Homeland bureau tests new acquisition strategy

Body armor and dogs will be among the first commodities to be considered for “strategic sourcing.”

The Homeland Security Department's Bureau of Customs and Border Protection is changing the way it buys what it needs to protect American borders.

Last week, the agency unveiled its new approach, which involves coordinating purchases made throughout the organization and aggressively pursuing better deals through an acquisition technique known as strategic sourcing. The strategy leverages the government's buying power.

Since last October, CBP procurement analysts in Indianapolis have been collecting and analyzing fiscal 2004 data about what and how the agency buys goods and services. Now that information is about to start affecting contracts. One of the first pilot projects will involve body armor, which protects 30,000 CBP law enforcement officials from projectiles.

John Ely, executive director for the CBP Office of Procurement, said body armor was chosen because it's relatively simple, as opposed to complicated pieces of technology.

"You don't want to fall on your face in the first sourcing pilot.
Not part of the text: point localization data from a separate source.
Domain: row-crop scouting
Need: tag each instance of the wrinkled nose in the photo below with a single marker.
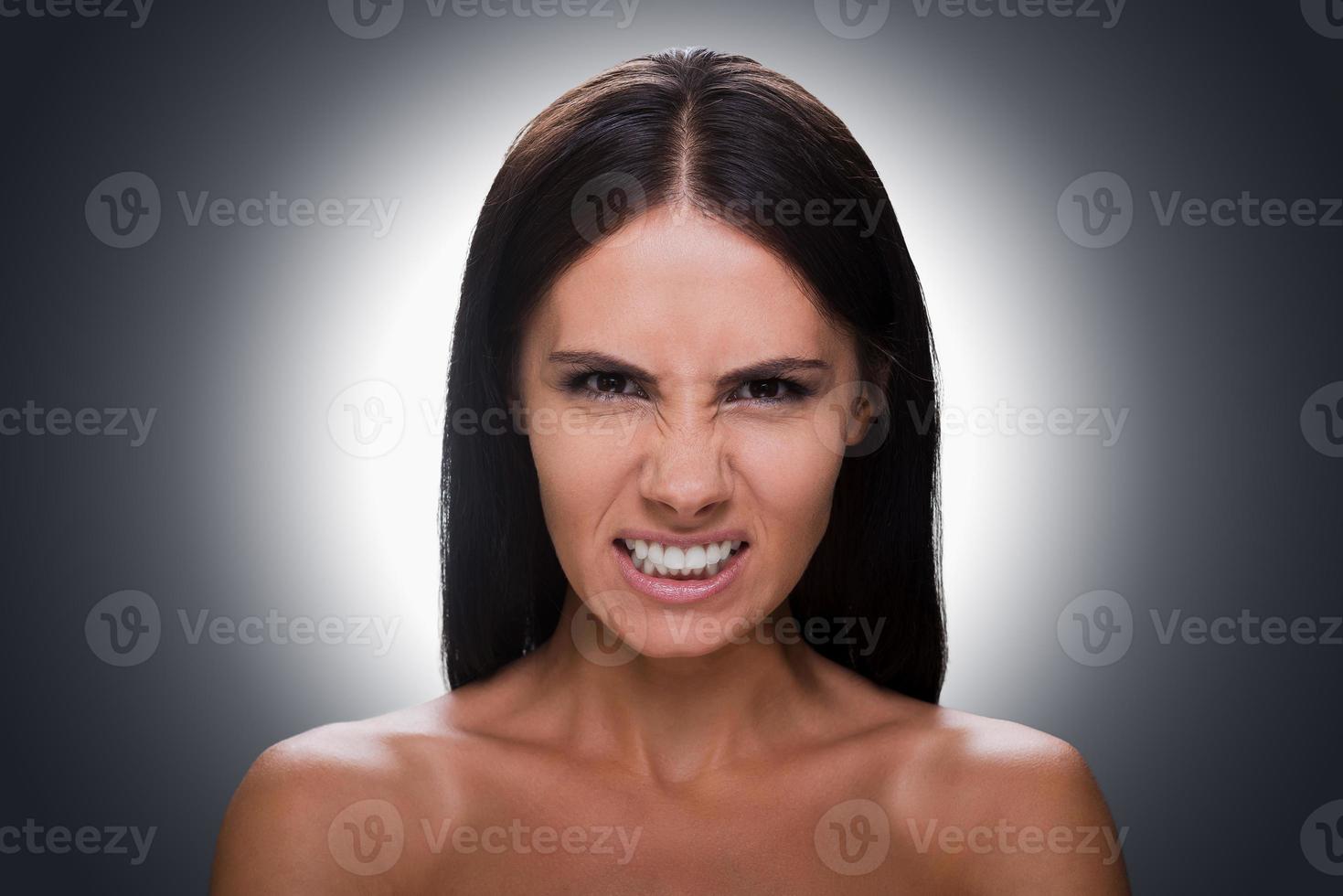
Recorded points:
(687, 475)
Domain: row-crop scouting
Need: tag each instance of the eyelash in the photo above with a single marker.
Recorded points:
(578, 383)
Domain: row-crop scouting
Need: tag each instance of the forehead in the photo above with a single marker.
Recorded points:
(681, 291)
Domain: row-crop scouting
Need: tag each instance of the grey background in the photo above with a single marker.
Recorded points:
(243, 501)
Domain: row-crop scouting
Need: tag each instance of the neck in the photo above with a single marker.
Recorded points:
(677, 718)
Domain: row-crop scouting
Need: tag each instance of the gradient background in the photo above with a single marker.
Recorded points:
(242, 500)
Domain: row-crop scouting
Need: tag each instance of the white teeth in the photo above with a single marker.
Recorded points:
(695, 561)
(696, 558)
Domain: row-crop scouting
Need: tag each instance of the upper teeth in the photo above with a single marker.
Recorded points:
(700, 559)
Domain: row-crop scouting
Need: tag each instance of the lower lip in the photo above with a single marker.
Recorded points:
(678, 590)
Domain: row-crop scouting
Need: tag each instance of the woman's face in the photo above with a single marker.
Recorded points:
(682, 394)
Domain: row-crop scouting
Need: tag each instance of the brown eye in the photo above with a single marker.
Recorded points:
(763, 389)
(609, 382)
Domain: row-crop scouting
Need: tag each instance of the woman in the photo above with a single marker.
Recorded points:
(692, 609)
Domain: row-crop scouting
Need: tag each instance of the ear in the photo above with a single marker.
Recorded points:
(867, 404)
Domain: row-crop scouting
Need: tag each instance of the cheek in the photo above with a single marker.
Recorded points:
(790, 475)
(578, 466)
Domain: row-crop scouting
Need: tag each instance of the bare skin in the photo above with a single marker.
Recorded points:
(698, 764)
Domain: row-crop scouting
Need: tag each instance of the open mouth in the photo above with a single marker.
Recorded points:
(680, 563)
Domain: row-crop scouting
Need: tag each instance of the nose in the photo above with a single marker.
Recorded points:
(687, 475)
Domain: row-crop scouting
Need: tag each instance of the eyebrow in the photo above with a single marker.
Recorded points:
(764, 369)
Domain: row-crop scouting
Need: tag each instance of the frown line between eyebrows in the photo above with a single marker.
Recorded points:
(764, 369)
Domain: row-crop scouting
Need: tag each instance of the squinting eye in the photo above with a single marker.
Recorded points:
(762, 389)
(612, 384)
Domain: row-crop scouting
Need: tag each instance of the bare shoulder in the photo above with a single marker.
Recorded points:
(312, 812)
(1001, 806)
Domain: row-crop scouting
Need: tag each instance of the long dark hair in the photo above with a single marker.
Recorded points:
(720, 132)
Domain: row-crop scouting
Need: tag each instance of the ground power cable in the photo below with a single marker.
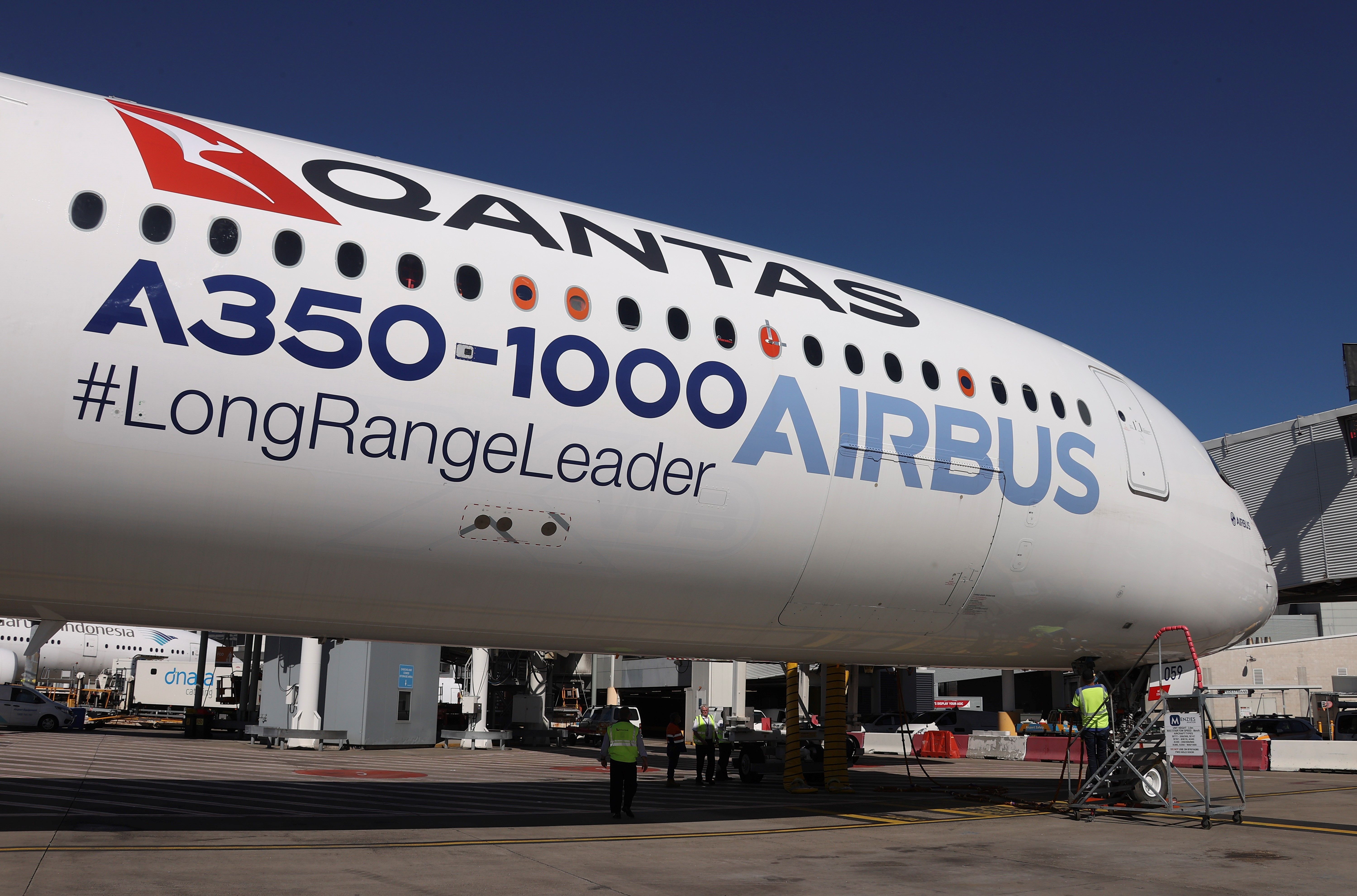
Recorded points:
(56, 829)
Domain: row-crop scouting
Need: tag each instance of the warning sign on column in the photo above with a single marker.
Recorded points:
(1184, 735)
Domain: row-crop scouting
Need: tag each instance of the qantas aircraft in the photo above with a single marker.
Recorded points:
(261, 386)
(90, 649)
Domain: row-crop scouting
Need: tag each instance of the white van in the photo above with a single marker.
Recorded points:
(26, 708)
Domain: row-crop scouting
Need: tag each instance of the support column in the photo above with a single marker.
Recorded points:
(836, 728)
(854, 681)
(480, 688)
(306, 711)
(1009, 716)
(793, 779)
(203, 669)
(243, 704)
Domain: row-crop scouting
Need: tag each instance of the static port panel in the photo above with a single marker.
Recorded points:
(515, 525)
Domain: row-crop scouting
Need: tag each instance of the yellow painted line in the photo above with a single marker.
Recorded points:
(1295, 794)
(877, 818)
(1264, 825)
(621, 838)
(868, 822)
(1301, 827)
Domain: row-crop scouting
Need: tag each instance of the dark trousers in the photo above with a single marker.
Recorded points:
(622, 785)
(1096, 747)
(709, 751)
(675, 751)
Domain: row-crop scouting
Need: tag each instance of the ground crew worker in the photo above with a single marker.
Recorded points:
(724, 747)
(622, 746)
(675, 746)
(1093, 703)
(706, 732)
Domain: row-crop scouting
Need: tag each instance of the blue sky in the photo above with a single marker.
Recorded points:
(1166, 186)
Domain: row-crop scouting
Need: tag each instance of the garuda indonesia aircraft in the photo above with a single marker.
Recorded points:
(261, 386)
(90, 649)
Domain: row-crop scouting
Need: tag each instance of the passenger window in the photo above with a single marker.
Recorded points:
(469, 282)
(725, 333)
(287, 249)
(967, 383)
(678, 323)
(893, 368)
(524, 293)
(351, 261)
(577, 303)
(157, 224)
(87, 211)
(854, 360)
(224, 236)
(410, 272)
(629, 314)
(815, 354)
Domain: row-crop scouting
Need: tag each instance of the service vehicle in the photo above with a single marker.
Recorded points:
(26, 708)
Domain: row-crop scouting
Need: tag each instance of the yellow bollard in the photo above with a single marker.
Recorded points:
(793, 780)
(836, 730)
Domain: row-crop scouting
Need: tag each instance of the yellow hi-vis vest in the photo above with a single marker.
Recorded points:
(622, 742)
(705, 731)
(1092, 703)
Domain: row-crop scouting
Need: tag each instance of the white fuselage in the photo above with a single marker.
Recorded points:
(94, 649)
(309, 453)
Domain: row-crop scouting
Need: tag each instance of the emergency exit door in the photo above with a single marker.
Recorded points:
(1145, 464)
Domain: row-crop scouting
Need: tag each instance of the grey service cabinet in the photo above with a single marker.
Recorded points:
(383, 695)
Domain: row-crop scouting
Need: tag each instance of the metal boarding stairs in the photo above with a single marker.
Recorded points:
(1139, 773)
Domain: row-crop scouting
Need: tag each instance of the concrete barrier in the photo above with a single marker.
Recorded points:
(997, 746)
(880, 742)
(1314, 756)
(1050, 749)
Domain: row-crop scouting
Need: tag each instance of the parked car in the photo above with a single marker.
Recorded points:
(26, 708)
(592, 726)
(1345, 726)
(1279, 728)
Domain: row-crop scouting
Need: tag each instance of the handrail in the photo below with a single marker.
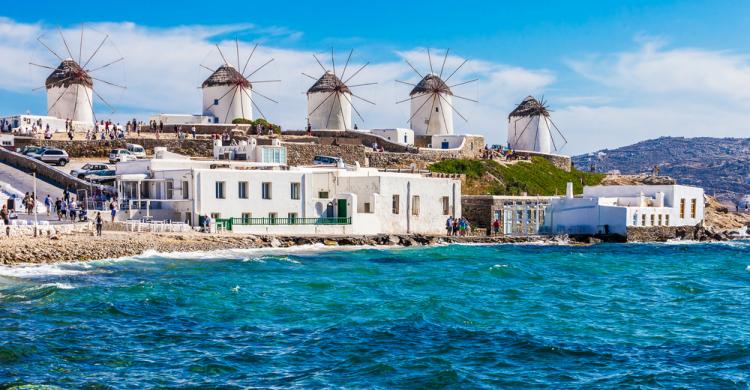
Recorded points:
(229, 222)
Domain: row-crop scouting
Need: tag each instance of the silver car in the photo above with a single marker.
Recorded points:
(54, 156)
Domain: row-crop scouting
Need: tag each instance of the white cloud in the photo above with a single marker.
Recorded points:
(162, 72)
(679, 92)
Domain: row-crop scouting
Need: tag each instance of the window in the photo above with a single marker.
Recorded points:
(242, 190)
(446, 205)
(415, 205)
(295, 191)
(220, 190)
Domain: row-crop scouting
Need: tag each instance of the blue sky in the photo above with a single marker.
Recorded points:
(614, 72)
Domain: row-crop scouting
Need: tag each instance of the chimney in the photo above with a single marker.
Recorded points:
(660, 199)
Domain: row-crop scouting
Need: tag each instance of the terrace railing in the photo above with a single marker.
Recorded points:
(227, 223)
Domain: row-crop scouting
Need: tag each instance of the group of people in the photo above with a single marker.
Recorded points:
(499, 152)
(457, 226)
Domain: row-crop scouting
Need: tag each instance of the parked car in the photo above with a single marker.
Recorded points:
(99, 175)
(137, 150)
(88, 169)
(54, 156)
(327, 160)
(29, 149)
(120, 155)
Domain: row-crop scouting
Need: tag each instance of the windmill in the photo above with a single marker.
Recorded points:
(432, 100)
(70, 86)
(530, 128)
(329, 100)
(228, 92)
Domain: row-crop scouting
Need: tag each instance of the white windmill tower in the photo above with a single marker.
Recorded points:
(530, 128)
(228, 92)
(70, 86)
(329, 100)
(432, 100)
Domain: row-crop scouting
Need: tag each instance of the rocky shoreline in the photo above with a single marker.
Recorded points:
(85, 247)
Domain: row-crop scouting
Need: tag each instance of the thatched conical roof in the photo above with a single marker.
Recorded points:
(329, 82)
(431, 84)
(226, 75)
(68, 73)
(529, 107)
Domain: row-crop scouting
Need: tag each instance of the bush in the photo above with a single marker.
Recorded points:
(535, 177)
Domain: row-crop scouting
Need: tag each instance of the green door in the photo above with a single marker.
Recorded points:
(342, 208)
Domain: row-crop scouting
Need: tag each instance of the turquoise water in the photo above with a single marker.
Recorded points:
(454, 316)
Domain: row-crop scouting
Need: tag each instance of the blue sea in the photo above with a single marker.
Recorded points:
(458, 316)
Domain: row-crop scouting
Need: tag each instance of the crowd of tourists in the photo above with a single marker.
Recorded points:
(457, 226)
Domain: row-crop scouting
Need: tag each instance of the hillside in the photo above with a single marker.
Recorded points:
(535, 177)
(720, 165)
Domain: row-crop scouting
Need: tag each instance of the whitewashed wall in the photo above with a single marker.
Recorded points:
(338, 109)
(235, 104)
(74, 103)
(426, 120)
(530, 134)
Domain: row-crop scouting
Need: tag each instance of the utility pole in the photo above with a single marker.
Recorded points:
(36, 222)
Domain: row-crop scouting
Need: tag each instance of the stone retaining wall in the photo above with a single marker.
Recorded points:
(101, 148)
(665, 233)
(303, 153)
(559, 161)
(43, 171)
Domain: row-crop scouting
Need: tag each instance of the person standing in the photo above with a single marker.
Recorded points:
(5, 215)
(48, 204)
(113, 209)
(99, 223)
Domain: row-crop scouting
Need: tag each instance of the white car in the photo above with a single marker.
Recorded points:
(137, 150)
(120, 155)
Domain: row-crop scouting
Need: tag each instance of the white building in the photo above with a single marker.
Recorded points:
(250, 151)
(329, 104)
(70, 93)
(25, 124)
(431, 107)
(397, 135)
(530, 129)
(227, 95)
(614, 209)
(182, 119)
(270, 198)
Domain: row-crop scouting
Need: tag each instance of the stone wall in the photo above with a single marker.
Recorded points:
(303, 153)
(560, 161)
(664, 233)
(101, 149)
(43, 171)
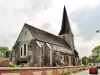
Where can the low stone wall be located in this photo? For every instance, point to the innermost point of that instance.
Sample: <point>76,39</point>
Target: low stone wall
<point>40,70</point>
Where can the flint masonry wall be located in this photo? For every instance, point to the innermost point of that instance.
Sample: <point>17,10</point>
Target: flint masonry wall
<point>39,71</point>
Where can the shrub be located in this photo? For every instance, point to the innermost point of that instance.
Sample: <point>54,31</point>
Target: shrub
<point>12,65</point>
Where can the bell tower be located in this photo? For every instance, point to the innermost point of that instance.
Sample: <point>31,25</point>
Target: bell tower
<point>66,32</point>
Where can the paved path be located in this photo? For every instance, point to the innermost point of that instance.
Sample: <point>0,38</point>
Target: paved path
<point>85,73</point>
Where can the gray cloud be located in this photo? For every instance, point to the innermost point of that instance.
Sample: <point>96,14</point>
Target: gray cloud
<point>88,20</point>
<point>46,26</point>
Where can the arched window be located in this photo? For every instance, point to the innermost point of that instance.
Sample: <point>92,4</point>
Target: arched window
<point>24,49</point>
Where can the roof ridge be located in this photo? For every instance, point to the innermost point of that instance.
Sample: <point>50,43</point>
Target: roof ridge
<point>41,30</point>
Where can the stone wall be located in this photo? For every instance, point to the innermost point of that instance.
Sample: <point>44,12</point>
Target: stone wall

If you hit the wrong thing, [or] anything contentious in the workforce--cell phones, copiers, things that mean a lot to the masses--you don't want to start there," said Ely.

The dogs used by Border Patrol officials also are being targeted for strategic sourcing. "People are studying where and what kind of dogs are bought. We want to make it more uniform and steadier," said Ely.

The team in charge of strategically sourcing body armor has started visiting and interviewing potential suppliers. Ely said many are small businesses, and CBP is considering restricting the competition for body armor contracts to small businesses.

Small businesses often are concerned that they may be left out of strategic sourcing deals, since the technique involves streamlining and bulk buys. Ely said that while that is a natural reaction, "strategic sourcing does not preclude us from meeting our socioeconomic goals."

In addition to saving money on contract prices, Ely said he also expects savings from changing workplace habits. Instead of buying printers for employees' desks, buying a machine that can copy, fax and scan paper for an office to share not only reduces costs on machines, but can also lead employees to print fewer sheets because they have to walk further to pick up the copies, Ely said.

For that reason, strategic sourcing can also ruffle employees' feathers - Ely used the word "traumatic."

So far, however, he said employees have been cooperative.

He declined to specify the amount of savings he thinks strategic sourcing can generate for the agency, but said he should know in the next six months.

"You will see increases in quality across the board. You get the attention of some of the real players, and commitment from the commercial side that's stronger than onesy-twosy buying," said Ely.

In May, OMB announced a governmentwide strategic sourcing initiative that requires agency executives to select three commodities to strategically source by October.